Snowmobiling is a popular winter pastime in the valley.

Snowmobiling is a popular winter pastime in the valley. As soon as the snow flies, it seems as though every second truck has a sled mounted on or inside its bed with its driver dreaming of extreme backcountry adventures, whether it’s quick access to far-away bowls for ski and snowboard touring, or gunning it down long logging roads to find the perfect place to jump and highmark to their heart’s content.

That being said, given how ideal the valley is for this motorized activity, there is very little in place in the way of regulation. A real disadvantage for several reasons. The environmental degradation of some pristine valleys/areas being one, but also the poor organization means a gaping hole in terms of tourism marketing and management.

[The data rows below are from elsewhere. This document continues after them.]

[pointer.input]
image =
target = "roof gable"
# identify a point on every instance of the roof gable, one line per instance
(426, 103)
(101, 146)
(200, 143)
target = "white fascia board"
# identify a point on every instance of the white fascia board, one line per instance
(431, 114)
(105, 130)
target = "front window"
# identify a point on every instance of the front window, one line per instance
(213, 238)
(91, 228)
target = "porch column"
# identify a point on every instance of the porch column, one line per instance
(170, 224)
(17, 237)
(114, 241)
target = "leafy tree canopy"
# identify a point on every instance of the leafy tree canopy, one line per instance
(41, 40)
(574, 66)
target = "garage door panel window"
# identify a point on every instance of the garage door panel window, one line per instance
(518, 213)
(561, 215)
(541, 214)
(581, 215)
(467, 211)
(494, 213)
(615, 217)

Last year a plan was finally put in place for Catamount Glacier, Forster Creek Meadows and North Star Glacier.

A revised order under Section 58 of the Forest and Range Practices Act opened the Forster Creek Meadows to snowmobiles from December 1st to May 31st annually, opened the Catamount Glacier to snowmobile use from February 16th to May 31st, and closed the North Star Glacier to snowmobiles year-round, while allowing backcountry and heli-skiing. More recently at the last Radium council meeting, snowmobile activity at Catamount was raised again when a proposal to regulate this activity was approved.

The Columbia Valley Recreation Access Coalition all but folded last year after a very unsuccessful attempt to find a common ground for the valley’s motorized and non-motorized backcountry users. With Radium council agreeing to help fund an initaitive that will attempt to do exactly this in an area close to their village may mean that a more piecemeal approach might be the way to go.

Any strategy of this nature should definitely look at succesful snowmobiling areas such as Revelstoke and Whistler, and not waste any time reinventing the wheel.